Open Access News

News from the open access movement


Monday, July 21, 2008

More on the Stanford OA mandate

Debra Viadero, Stanford Opens Access to All Its Education Studies, Education Week, July 18, 2008.  Excerpt:

Faculty members at Stanford University’s school of education have voted to make scholarly articles available to the public for free, a policy change that the university says makes Stanford’s education school the first such school in the nation to join the growing “open access” movement in academia.

“We think it’s a huge gain in terms of public access, professional access, policymaker access, and lawmaker access,” said John M. Willinsky, the education professor who proposed the idea to his colleagues at the California university....

“We think [university OA mandates] will become commonplace before too long,” said Mr. Willinsky, who has been active for years in efforts to create software and other tools to support the “open access” movement....

Under Stanford’s new policy, only the author’s final, peer-reviewed copy of the article would be posted online —in some cases, potentially months before the printed version becomes available....

By early fall, the education school plans to have a Web site in place where the articles will be posted and archived in a searchable database. With approximately 50 scholars on Stanford’s education school faculty, the site could accumulate as many as 100 articles a year, by Mr. Willinsky’s estimate.

Publishers, however, would retain the rights to the published version of the articles....

Mr.

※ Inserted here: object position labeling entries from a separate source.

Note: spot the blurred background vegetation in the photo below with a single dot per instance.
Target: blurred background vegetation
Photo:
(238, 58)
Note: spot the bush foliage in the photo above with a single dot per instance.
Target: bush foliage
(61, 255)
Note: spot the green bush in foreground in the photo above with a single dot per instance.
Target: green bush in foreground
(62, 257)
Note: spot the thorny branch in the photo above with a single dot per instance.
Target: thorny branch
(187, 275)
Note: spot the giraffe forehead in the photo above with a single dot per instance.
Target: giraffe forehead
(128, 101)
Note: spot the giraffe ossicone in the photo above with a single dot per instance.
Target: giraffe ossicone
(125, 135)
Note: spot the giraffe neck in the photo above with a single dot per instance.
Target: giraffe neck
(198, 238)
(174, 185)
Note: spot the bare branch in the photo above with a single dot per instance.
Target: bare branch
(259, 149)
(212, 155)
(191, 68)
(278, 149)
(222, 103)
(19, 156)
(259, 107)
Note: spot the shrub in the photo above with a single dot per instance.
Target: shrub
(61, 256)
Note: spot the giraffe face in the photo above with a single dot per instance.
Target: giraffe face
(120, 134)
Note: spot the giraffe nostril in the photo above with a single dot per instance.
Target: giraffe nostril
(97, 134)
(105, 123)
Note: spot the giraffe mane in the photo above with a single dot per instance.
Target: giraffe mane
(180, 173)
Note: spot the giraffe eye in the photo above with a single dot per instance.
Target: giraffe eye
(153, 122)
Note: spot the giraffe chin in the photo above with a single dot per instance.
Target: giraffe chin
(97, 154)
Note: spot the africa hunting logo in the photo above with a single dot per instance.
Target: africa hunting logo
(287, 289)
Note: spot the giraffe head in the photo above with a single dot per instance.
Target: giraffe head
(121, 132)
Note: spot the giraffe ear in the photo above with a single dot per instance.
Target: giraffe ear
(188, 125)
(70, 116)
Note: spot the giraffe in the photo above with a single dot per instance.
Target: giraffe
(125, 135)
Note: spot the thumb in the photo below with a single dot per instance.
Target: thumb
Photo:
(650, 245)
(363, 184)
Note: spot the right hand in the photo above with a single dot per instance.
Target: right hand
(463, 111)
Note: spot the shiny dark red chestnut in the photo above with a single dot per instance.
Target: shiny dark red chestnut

Willinsky said the policy also includes a waiver so that nontenured faculty, who face the most pressure to “publish or perish,” could ask to opt out of posting their articles online if a potential publisher insists on exclusive publishing rights....

“I think it’s important for Harvard and Stanford to do this, to use our weight to take the stand and give publishers pause before saying, ‘We’re not accepting any articles from Harvard or Stanford,’ ” Mr. Willinsky said....

PS:  Good article until the last two paragraphs (omitted here).  The BOAI is from Budapest, not Bulgaria, and FRPAA has not yet been adopted.